We are going to be taking daily weights on our cirrhosis patients, and if we suspect ascites, we’ll need to measure their abdominal girth every day to see if it’s getting bigger; this is done by wrapping a tape measure under the patient’s back, and then up over the widest part of their belly. We will document their I’s & O’s, and monitor for any changes in level of consciousness, as that could indicate hepatic encephalopathy. And finally, we’re gonna watch for signs of bleeding, and this can show itself a few different ways. We could see blood in their vomit, and this is called hematemesis (heemuhtehmuhsuhs), or we could see it in their stool, and this is hematochezia (heemuhtuhkeezia), or black tarry stool, which would indicate an upper GI bleed; lightheadedness, or fainting. 

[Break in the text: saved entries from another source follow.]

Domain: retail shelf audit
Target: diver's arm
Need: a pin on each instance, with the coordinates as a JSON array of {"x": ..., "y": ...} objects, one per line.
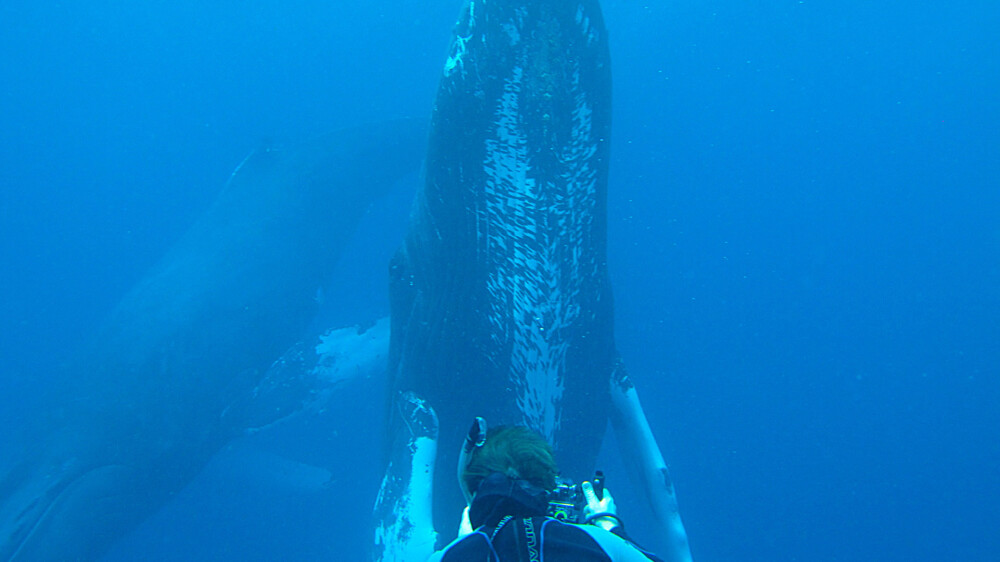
[{"x": 645, "y": 463}]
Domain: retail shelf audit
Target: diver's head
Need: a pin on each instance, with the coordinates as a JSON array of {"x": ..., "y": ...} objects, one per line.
[{"x": 515, "y": 451}]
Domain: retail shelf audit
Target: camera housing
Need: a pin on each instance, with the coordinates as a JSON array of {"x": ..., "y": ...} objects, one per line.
[{"x": 567, "y": 501}]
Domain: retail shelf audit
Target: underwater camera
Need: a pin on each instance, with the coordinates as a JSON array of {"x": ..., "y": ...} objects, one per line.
[{"x": 567, "y": 501}]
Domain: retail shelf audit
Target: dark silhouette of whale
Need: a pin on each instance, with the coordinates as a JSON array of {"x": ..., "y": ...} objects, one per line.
[
  {"x": 501, "y": 301},
  {"x": 171, "y": 375}
]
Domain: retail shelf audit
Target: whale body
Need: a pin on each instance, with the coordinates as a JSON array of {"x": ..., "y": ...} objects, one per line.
[
  {"x": 501, "y": 303},
  {"x": 172, "y": 374}
]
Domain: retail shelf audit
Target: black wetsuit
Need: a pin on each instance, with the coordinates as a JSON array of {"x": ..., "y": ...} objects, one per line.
[{"x": 511, "y": 526}]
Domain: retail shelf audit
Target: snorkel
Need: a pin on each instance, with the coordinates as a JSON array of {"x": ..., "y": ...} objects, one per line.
[{"x": 474, "y": 440}]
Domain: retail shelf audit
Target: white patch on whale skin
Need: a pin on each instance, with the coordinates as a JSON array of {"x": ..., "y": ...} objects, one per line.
[
  {"x": 408, "y": 534},
  {"x": 534, "y": 225},
  {"x": 456, "y": 53}
]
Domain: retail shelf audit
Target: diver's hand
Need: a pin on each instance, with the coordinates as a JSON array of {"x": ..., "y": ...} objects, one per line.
[
  {"x": 598, "y": 506},
  {"x": 465, "y": 527}
]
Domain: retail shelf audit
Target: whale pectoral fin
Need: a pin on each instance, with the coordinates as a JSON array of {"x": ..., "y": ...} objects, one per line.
[
  {"x": 645, "y": 463},
  {"x": 308, "y": 376},
  {"x": 404, "y": 522}
]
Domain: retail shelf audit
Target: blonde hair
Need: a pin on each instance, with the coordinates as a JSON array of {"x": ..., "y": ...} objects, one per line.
[{"x": 515, "y": 451}]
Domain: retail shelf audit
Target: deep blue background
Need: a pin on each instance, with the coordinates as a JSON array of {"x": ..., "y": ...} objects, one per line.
[{"x": 804, "y": 240}]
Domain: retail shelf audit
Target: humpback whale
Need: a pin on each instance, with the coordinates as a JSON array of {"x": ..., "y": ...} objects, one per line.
[
  {"x": 501, "y": 304},
  {"x": 173, "y": 373}
]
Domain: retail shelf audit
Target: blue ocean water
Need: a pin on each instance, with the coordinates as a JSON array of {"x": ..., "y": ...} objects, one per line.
[{"x": 804, "y": 243}]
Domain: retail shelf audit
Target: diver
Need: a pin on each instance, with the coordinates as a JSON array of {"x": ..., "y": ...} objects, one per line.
[{"x": 508, "y": 475}]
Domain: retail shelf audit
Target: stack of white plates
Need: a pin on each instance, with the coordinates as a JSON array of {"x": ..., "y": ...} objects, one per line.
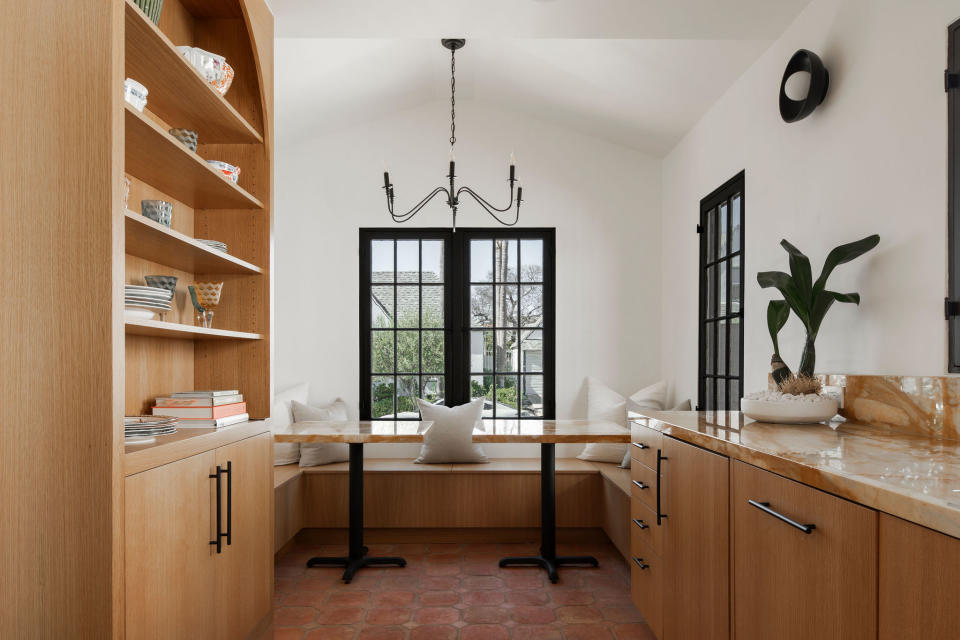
[
  {"x": 214, "y": 244},
  {"x": 145, "y": 429},
  {"x": 142, "y": 302}
]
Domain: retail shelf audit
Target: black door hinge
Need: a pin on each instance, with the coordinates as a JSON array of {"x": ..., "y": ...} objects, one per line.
[{"x": 951, "y": 308}]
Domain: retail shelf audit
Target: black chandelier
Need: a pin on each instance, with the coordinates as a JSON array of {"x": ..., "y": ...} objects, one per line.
[{"x": 453, "y": 194}]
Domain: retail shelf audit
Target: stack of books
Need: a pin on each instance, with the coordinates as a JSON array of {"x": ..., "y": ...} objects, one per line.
[{"x": 204, "y": 409}]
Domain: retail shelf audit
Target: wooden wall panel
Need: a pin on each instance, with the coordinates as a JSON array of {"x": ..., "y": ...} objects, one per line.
[{"x": 60, "y": 267}]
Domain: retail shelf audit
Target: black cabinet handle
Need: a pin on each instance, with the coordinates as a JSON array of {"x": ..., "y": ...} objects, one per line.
[
  {"x": 229, "y": 502},
  {"x": 660, "y": 459},
  {"x": 765, "y": 507},
  {"x": 217, "y": 541}
]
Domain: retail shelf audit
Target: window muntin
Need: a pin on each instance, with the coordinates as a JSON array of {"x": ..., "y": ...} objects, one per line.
[{"x": 721, "y": 297}]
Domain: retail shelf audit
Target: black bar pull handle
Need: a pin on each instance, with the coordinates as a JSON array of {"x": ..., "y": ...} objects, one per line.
[
  {"x": 660, "y": 459},
  {"x": 229, "y": 502},
  {"x": 765, "y": 507},
  {"x": 217, "y": 541}
]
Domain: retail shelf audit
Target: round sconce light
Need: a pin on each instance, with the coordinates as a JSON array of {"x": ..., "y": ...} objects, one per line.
[{"x": 794, "y": 107}]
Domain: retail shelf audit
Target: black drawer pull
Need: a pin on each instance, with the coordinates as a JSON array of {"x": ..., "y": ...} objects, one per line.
[{"x": 765, "y": 507}]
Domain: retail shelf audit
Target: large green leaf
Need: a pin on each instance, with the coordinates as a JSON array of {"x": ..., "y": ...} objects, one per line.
[
  {"x": 843, "y": 254},
  {"x": 778, "y": 311},
  {"x": 799, "y": 269},
  {"x": 785, "y": 284}
]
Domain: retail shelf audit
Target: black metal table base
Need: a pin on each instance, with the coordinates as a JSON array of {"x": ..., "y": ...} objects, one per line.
[
  {"x": 358, "y": 558},
  {"x": 548, "y": 559}
]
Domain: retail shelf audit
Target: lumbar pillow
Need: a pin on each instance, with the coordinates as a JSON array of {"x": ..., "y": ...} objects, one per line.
[
  {"x": 314, "y": 454},
  {"x": 450, "y": 437},
  {"x": 281, "y": 417},
  {"x": 603, "y": 403}
]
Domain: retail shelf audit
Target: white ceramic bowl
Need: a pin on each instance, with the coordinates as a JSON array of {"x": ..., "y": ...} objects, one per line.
[{"x": 791, "y": 411}]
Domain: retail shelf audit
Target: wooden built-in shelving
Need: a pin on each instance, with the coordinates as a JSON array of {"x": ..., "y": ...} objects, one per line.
[
  {"x": 178, "y": 93},
  {"x": 153, "y": 241},
  {"x": 160, "y": 329},
  {"x": 160, "y": 160}
]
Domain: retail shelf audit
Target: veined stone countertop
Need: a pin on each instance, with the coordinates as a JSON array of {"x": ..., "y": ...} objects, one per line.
[{"x": 913, "y": 477}]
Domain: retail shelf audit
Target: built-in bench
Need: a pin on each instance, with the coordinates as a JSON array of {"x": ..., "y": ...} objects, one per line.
[{"x": 502, "y": 495}]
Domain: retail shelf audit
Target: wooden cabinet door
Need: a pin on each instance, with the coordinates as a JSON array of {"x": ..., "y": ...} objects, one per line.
[
  {"x": 696, "y": 542},
  {"x": 790, "y": 584},
  {"x": 169, "y": 563},
  {"x": 919, "y": 582},
  {"x": 245, "y": 569}
]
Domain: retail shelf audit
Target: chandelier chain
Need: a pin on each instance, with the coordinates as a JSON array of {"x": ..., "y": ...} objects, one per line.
[{"x": 453, "y": 97}]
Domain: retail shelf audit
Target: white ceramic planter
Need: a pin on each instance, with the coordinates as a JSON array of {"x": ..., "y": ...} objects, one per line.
[{"x": 791, "y": 411}]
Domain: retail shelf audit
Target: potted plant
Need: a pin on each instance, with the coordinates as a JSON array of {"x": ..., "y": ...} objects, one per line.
[{"x": 798, "y": 398}]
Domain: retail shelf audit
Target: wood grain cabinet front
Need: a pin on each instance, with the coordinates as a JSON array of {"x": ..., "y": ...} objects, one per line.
[
  {"x": 919, "y": 582},
  {"x": 198, "y": 564},
  {"x": 804, "y": 561}
]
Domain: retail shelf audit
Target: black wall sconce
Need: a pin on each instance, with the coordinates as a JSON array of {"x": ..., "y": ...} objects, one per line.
[{"x": 803, "y": 60}]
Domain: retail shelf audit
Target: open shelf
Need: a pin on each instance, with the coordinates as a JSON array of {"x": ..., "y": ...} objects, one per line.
[
  {"x": 159, "y": 329},
  {"x": 160, "y": 160},
  {"x": 157, "y": 243},
  {"x": 178, "y": 94}
]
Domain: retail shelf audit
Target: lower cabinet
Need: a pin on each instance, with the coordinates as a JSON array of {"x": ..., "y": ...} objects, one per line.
[
  {"x": 804, "y": 561},
  {"x": 919, "y": 582},
  {"x": 177, "y": 582}
]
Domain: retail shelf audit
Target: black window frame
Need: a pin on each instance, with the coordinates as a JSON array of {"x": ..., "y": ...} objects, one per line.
[
  {"x": 953, "y": 196},
  {"x": 456, "y": 327},
  {"x": 722, "y": 195}
]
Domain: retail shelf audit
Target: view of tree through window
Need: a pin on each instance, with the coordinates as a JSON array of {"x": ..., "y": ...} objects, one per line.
[{"x": 449, "y": 317}]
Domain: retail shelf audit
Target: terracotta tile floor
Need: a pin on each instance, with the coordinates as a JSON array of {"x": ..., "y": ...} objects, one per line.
[{"x": 455, "y": 592}]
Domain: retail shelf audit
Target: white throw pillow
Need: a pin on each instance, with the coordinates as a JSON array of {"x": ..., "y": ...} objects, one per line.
[
  {"x": 603, "y": 403},
  {"x": 315, "y": 454},
  {"x": 281, "y": 417},
  {"x": 450, "y": 438}
]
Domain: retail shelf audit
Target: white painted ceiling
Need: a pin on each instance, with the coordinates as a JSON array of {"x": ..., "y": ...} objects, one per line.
[{"x": 635, "y": 72}]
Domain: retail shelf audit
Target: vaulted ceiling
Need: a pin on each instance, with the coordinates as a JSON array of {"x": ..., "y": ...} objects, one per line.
[{"x": 636, "y": 72}]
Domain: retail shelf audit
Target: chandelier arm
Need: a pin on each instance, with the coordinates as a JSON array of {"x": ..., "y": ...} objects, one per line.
[
  {"x": 484, "y": 202},
  {"x": 492, "y": 210},
  {"x": 403, "y": 217}
]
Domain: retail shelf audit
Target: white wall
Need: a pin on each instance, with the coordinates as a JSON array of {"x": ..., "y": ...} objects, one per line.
[
  {"x": 603, "y": 200},
  {"x": 871, "y": 159}
]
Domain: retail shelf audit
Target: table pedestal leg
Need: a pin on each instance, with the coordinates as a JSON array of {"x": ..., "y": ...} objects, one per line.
[
  {"x": 357, "y": 558},
  {"x": 548, "y": 559}
]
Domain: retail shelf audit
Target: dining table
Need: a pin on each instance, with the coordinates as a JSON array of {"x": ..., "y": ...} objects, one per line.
[{"x": 546, "y": 433}]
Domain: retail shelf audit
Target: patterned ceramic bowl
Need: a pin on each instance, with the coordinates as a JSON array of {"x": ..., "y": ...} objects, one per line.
[
  {"x": 186, "y": 137},
  {"x": 157, "y": 210},
  {"x": 208, "y": 293},
  {"x": 162, "y": 282},
  {"x": 227, "y": 170}
]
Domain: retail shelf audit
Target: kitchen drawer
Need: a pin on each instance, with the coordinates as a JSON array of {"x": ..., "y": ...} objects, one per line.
[
  {"x": 643, "y": 526},
  {"x": 644, "y": 445},
  {"x": 646, "y": 586},
  {"x": 643, "y": 484}
]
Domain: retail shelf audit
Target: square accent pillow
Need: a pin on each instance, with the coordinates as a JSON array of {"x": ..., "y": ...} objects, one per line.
[
  {"x": 281, "y": 417},
  {"x": 315, "y": 454},
  {"x": 603, "y": 403},
  {"x": 450, "y": 438}
]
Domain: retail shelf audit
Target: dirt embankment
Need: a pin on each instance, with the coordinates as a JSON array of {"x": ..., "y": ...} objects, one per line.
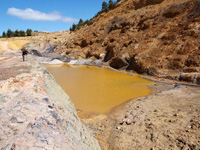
[
  {"x": 35, "y": 113},
  {"x": 155, "y": 37},
  {"x": 168, "y": 119}
]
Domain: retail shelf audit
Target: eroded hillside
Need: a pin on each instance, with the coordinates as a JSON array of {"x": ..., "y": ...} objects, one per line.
[{"x": 156, "y": 37}]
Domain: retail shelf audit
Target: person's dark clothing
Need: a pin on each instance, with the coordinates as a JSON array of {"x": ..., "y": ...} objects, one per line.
[{"x": 24, "y": 52}]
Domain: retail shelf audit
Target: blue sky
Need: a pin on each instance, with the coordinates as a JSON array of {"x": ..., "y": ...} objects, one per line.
[{"x": 45, "y": 15}]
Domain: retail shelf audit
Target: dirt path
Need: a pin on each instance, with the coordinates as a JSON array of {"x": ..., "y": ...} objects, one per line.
[{"x": 168, "y": 119}]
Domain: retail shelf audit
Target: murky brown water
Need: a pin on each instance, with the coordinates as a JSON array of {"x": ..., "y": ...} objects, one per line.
[{"x": 95, "y": 90}]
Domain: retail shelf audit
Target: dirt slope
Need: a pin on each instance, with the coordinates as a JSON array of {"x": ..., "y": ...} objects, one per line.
[{"x": 156, "y": 37}]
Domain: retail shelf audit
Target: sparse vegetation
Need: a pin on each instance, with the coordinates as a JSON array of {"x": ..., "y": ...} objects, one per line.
[
  {"x": 16, "y": 33},
  {"x": 105, "y": 8}
]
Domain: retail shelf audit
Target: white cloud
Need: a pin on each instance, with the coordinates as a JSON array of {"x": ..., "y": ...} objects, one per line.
[{"x": 30, "y": 14}]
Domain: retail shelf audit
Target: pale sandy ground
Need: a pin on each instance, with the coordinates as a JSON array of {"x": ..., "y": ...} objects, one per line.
[{"x": 167, "y": 119}]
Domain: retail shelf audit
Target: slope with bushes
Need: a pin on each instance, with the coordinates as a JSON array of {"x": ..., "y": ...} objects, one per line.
[{"x": 155, "y": 37}]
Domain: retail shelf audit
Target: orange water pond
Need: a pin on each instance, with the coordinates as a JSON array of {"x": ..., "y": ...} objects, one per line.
[{"x": 95, "y": 90}]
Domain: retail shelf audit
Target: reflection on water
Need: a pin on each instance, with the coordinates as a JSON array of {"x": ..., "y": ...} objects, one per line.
[{"x": 95, "y": 90}]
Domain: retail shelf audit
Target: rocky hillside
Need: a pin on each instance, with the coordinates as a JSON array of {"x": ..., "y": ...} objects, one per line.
[
  {"x": 35, "y": 113},
  {"x": 155, "y": 37}
]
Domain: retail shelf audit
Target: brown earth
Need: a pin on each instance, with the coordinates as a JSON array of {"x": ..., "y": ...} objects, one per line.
[
  {"x": 154, "y": 37},
  {"x": 168, "y": 120}
]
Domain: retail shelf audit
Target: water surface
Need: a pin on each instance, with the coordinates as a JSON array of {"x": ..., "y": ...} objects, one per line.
[{"x": 95, "y": 90}]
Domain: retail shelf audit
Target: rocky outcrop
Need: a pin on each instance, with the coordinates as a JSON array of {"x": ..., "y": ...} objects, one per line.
[
  {"x": 160, "y": 37},
  {"x": 35, "y": 113}
]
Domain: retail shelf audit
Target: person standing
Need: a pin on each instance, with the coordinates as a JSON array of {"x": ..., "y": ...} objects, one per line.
[{"x": 24, "y": 52}]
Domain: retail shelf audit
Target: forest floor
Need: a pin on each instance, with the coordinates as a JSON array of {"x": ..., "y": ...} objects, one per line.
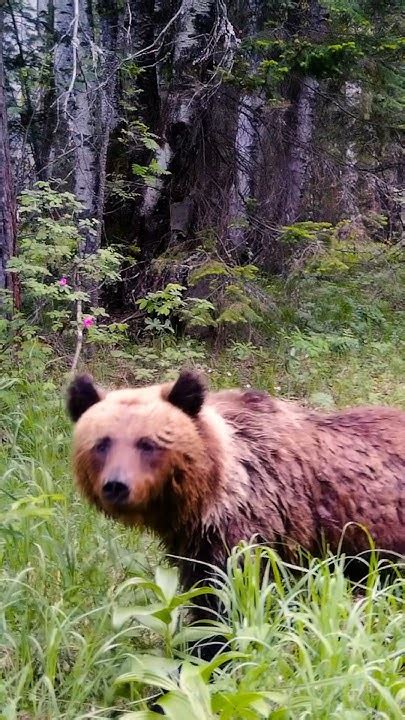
[{"x": 312, "y": 647}]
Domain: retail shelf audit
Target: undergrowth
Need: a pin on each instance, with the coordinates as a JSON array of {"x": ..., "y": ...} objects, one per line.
[{"x": 81, "y": 636}]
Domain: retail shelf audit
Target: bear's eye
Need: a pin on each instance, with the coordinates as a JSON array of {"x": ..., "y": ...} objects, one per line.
[
  {"x": 146, "y": 445},
  {"x": 103, "y": 445}
]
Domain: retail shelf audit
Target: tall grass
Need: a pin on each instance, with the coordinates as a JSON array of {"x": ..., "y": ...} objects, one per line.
[{"x": 92, "y": 621}]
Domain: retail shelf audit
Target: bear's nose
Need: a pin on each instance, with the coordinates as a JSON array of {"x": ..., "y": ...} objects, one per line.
[{"x": 115, "y": 491}]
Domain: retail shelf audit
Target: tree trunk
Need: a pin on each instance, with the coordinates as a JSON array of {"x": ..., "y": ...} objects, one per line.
[
  {"x": 300, "y": 150},
  {"x": 7, "y": 194},
  {"x": 75, "y": 87}
]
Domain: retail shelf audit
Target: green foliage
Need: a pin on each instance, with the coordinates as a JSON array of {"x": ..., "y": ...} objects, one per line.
[
  {"x": 91, "y": 620},
  {"x": 325, "y": 648},
  {"x": 57, "y": 278},
  {"x": 171, "y": 304}
]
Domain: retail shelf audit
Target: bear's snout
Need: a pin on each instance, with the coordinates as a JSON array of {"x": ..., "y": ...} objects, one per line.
[{"x": 115, "y": 491}]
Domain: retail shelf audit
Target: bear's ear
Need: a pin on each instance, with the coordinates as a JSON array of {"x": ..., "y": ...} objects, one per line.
[
  {"x": 81, "y": 394},
  {"x": 188, "y": 393}
]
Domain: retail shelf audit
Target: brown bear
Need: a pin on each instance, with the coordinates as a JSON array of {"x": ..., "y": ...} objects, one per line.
[{"x": 205, "y": 470}]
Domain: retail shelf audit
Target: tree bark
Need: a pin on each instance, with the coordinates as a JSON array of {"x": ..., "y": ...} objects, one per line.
[
  {"x": 8, "y": 214},
  {"x": 75, "y": 86},
  {"x": 300, "y": 150}
]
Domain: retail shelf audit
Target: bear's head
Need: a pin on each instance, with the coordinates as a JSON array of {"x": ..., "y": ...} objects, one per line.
[{"x": 131, "y": 445}]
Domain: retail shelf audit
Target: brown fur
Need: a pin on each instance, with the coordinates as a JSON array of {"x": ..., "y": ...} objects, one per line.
[{"x": 247, "y": 464}]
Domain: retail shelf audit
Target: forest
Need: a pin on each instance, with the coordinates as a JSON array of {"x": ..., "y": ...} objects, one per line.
[{"x": 214, "y": 184}]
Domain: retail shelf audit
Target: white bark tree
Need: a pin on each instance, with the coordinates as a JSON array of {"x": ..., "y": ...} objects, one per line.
[{"x": 75, "y": 62}]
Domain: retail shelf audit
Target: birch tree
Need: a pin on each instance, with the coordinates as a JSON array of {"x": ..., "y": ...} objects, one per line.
[{"x": 7, "y": 194}]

If the patient is showing signs of hepatic encephalopathy, they’ll be given lactulose to get rid of some of that ammonia through their feces. 

Pop Quiz!

  1. A paracentesis is done to remove what?
    1. A small sample of liver tissue
    2. Ascitic fluid
    3. Sterile urine

The answer is b, ascitic fluid. This is the fluid that builds up when a person has ascites, which causes abdominal swelling.

  1. What medication is ordered to lower ammonia levels in a cirrhotic patient?
    1. Lactulose
    2. Beta-blocker
    3. Octreotide

The answer is a, lactulose. Lactulose is an osmotic laxative that pulls ammonia into the stool and then gets rid of it. Beta-blockers are used to lower the blood pressure and prevent esophageal varices from rupturing, and the Octreotide is used to control varices that are already bleeding. 

  1. Which is a sign of complications of cirrhosis?
    1. Decreased deep tendon reflexes
    2. Coagulation defects
    3. Blindness

The answer is b, coagulation defects, because the liver is not making enough clotting factors, so these patients will be at risk for bleeding. 

  1. During your assessment of a patient with cirrhosis, you notice that he’s disoriented to person and place. What lab result would you expect to find?
    1. Increased calcium level
    2. Decreased Liver Function Test
    3. Increased ammonia level

The answer is c, increased ammonia level, since this is known to cause severe mental changes.